I am interested in the effective learning rate of Adam. We know that Adam is roughly formed by a initial/constant learning rate divided by tthe sum of the past gradients of the loss (see here for details). The matter of the question is that it has an adaptive contribution which acts on a constant initial learning rate.
Starting from the optimizer definition:
my_optimizer = tf.keras.optimizers.Adam(initial_learning_rate, beta_1 = my_beta_1, beta_2 = my_beta_2)
using the following lines we can easily print the constant part of the Adam learning rate.
my_optimizer.learning_rate
my_optimizer.lr
keras.backend.get_value(my_optimizer.lr)
my_optimizer._decayed_lr(tf.float32)
Or we can modify the learning rate value through:
keras.backend.set_value(my_optimizer.lr, my_new_learning_rate)
These expressions work well with fixed learning rate optimizers like the stochastic gradient descent.
There is this question in which zihaozhihao proposed to directly calculate the value of the learning rate using the definition of Adam. I was looking for an easier way, just like the expressions mentioned above since, as I said in the question title, I want to both to print and to modify the effective learning rate.

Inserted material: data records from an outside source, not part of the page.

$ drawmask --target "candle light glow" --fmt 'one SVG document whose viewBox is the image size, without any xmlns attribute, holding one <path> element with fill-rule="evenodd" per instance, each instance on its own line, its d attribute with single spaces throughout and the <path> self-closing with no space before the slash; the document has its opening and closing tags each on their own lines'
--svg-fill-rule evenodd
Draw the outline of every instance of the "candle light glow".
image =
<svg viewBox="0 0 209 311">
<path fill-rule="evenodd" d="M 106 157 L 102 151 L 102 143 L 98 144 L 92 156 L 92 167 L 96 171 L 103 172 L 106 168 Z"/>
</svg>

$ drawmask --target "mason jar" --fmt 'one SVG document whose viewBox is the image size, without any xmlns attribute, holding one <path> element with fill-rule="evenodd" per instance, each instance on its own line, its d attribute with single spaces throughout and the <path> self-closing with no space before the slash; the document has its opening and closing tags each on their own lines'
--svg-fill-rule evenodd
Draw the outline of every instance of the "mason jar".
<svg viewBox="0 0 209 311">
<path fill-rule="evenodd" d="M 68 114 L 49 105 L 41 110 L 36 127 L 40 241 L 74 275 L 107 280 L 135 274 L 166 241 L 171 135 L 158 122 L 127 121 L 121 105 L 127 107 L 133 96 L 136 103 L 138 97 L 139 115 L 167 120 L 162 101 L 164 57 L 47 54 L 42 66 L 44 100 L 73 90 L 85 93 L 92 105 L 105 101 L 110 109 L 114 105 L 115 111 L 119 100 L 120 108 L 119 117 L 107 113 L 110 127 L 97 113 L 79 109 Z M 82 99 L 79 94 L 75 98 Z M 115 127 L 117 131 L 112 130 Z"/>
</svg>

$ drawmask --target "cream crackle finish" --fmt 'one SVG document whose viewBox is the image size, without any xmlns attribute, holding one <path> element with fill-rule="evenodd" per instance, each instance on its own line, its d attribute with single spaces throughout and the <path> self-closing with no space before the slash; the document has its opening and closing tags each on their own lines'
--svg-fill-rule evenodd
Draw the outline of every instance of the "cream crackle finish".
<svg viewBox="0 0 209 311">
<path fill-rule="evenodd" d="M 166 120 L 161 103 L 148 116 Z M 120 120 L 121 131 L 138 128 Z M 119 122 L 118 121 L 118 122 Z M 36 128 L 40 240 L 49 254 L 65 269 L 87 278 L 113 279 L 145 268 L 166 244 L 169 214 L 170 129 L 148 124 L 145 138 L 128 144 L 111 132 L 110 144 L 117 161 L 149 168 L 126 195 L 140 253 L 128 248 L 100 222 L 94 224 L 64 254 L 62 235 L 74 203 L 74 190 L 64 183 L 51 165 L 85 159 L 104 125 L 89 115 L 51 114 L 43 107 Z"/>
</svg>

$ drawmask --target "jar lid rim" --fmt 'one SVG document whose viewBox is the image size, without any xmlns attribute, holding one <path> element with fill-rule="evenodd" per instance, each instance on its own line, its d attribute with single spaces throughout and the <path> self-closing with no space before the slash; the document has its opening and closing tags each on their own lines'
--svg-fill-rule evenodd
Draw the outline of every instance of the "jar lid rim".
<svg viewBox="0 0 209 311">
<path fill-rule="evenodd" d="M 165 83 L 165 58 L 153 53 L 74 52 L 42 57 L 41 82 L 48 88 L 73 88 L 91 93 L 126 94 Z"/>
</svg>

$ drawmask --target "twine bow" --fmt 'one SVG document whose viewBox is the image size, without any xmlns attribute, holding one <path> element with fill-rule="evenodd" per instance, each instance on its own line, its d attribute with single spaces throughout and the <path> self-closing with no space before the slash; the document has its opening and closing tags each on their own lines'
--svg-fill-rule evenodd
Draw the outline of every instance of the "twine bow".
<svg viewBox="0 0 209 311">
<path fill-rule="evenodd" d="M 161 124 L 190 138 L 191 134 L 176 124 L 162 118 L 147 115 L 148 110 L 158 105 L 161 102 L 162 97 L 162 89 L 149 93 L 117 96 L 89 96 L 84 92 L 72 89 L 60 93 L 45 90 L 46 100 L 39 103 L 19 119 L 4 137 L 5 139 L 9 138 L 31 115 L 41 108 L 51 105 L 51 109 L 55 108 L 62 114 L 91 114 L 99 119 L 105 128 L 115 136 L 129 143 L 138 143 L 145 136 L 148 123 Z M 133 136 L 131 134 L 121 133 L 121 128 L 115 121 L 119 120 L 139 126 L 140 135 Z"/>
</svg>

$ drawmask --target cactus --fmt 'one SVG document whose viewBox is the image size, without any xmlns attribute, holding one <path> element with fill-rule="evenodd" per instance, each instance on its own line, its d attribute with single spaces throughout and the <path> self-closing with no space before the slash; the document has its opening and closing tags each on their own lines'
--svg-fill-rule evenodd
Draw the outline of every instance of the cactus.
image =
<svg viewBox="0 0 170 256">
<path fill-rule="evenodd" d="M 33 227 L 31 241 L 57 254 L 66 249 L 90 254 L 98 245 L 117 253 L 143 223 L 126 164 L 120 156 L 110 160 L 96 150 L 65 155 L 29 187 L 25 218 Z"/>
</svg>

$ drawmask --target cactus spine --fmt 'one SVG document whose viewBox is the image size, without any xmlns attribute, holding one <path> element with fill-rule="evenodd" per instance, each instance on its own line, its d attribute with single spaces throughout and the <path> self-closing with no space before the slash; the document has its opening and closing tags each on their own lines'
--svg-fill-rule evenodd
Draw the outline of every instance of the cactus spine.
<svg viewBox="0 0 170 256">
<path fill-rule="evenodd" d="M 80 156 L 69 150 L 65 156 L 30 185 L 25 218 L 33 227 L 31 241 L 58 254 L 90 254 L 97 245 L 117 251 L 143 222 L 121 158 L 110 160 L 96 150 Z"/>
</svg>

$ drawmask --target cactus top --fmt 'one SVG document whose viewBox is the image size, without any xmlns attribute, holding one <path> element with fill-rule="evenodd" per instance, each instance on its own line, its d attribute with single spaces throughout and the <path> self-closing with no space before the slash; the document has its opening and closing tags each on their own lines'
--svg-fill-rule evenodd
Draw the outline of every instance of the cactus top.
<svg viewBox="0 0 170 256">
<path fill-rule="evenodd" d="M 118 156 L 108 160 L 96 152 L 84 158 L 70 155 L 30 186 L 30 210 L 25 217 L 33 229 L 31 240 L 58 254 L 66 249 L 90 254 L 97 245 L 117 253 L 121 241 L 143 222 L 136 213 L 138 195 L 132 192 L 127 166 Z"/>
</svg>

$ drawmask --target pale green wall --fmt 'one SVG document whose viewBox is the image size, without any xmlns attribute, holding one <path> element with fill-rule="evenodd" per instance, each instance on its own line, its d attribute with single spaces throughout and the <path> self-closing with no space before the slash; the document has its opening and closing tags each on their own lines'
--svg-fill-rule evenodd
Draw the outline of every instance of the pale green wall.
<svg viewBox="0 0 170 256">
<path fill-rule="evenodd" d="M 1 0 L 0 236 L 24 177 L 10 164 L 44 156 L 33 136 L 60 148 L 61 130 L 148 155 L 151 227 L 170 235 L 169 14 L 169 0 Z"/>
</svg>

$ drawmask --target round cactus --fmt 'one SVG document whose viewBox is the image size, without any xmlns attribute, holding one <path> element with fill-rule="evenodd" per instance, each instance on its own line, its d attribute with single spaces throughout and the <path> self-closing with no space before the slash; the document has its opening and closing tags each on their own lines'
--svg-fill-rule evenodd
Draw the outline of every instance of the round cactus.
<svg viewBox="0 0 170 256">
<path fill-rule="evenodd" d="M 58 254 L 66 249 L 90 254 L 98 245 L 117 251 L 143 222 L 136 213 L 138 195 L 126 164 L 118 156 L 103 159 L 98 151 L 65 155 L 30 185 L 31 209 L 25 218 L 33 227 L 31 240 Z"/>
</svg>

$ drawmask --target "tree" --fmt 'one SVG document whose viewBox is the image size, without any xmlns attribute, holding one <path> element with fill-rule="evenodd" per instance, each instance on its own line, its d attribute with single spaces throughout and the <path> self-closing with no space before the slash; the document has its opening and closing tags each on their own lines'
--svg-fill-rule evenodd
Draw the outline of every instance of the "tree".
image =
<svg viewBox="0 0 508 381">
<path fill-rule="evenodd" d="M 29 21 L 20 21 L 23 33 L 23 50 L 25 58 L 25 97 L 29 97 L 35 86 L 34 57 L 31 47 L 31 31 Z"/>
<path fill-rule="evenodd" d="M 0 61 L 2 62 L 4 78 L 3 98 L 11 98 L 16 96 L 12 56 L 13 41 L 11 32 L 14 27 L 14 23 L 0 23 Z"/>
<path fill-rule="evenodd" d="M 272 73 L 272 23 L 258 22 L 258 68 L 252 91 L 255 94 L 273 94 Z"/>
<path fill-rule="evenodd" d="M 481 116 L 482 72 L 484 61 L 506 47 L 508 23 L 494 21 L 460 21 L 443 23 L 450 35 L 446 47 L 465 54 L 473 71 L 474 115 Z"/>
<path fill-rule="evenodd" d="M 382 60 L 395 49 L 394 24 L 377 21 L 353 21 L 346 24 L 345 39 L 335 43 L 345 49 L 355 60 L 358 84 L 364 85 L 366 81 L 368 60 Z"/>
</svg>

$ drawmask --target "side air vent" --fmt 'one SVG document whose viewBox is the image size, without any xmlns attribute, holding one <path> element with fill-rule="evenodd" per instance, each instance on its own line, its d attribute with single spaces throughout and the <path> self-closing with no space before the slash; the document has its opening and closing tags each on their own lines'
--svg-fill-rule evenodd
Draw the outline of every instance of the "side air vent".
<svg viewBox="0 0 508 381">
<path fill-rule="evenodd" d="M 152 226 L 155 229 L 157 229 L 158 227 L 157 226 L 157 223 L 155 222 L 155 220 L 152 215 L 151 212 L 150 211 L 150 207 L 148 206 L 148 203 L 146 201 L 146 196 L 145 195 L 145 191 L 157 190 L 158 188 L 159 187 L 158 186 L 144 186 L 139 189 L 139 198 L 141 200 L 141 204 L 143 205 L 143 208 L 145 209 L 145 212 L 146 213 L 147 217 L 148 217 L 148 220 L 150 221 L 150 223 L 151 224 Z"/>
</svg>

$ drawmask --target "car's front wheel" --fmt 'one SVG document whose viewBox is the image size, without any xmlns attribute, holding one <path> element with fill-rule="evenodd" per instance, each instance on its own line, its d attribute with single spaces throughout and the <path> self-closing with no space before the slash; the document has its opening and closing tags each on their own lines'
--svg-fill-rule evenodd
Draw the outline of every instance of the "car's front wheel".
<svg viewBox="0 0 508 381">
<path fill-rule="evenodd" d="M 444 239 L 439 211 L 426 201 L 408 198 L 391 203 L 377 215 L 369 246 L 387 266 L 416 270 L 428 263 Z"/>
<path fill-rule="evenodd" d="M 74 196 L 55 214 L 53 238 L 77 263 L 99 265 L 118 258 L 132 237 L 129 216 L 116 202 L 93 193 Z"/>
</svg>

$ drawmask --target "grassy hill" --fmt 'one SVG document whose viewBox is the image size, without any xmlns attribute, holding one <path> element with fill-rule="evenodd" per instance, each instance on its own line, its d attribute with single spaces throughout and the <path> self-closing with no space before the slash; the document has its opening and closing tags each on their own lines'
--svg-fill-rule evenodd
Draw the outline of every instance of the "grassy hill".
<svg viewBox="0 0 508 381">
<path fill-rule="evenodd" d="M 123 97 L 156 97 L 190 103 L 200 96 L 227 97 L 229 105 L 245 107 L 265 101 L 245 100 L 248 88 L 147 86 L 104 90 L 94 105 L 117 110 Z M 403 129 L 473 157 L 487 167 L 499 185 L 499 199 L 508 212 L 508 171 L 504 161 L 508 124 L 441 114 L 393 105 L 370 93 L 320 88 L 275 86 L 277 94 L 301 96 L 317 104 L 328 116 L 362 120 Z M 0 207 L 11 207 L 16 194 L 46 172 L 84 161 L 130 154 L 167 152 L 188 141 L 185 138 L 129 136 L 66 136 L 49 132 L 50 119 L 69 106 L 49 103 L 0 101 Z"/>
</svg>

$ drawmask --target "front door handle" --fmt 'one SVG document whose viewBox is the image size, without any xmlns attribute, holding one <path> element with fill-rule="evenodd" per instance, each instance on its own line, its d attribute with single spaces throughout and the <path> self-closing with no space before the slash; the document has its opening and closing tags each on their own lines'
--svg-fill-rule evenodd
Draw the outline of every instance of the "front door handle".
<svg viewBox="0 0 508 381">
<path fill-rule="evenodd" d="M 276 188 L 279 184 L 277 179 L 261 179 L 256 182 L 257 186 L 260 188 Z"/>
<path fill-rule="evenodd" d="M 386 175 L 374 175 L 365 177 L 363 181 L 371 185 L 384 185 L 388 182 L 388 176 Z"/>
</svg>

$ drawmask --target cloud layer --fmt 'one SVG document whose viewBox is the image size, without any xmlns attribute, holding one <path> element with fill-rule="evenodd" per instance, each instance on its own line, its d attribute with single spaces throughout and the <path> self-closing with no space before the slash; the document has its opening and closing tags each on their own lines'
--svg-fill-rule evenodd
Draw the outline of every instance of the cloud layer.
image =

My question is: what is the tensorflow function which gives you the access to the value of the effective learning rate of Adam?
Printing because I want to monitor and modifying because I want to add constraints to its variations since Adam can sometimes be unstable (due to the fact it is adaptive).
It appears it's not possible in the current implementation.
See, tf.keras.optimizers.Adam is implemented using OptimizerV2
interface, with the main computation apparently happening in the _resource_apply_dense and _resource_apply_sparse functions. The first function relies on C++ implementations such as ResourceApplyAdam::Compile, and the second is written in Tensorflow. Crucially, both functions both compute the effective learning rate and perform the gradient step, so there's no place where one could alter the return values.
For example, see C++ implementation for dense variables:
xla::XlaOp alpha = lr * xla::Sqrt(one - beta2_power) / (one - beta1_power);
auto m_t = m + (grad - m) * (one - beta1);
v = v + (xla::Square(grad) - v) * (one - beta2);
if (use_nesterov_) {
var = var - alpha * (m_t * beta1 + (one - beta1) * grad) /
(xla::Sqrt(v) + epsilon);
} else {
var = var - m_t * alpha / (xla::Sqrt(v) + epsilon);
}
There's no "compute effective learning rate" function calls anywhere, it's not even stored in any variables.
Therefore your best bet is to reimplement the optimizer (maybe by forking the original code), and adding the feature you're interested by yourself.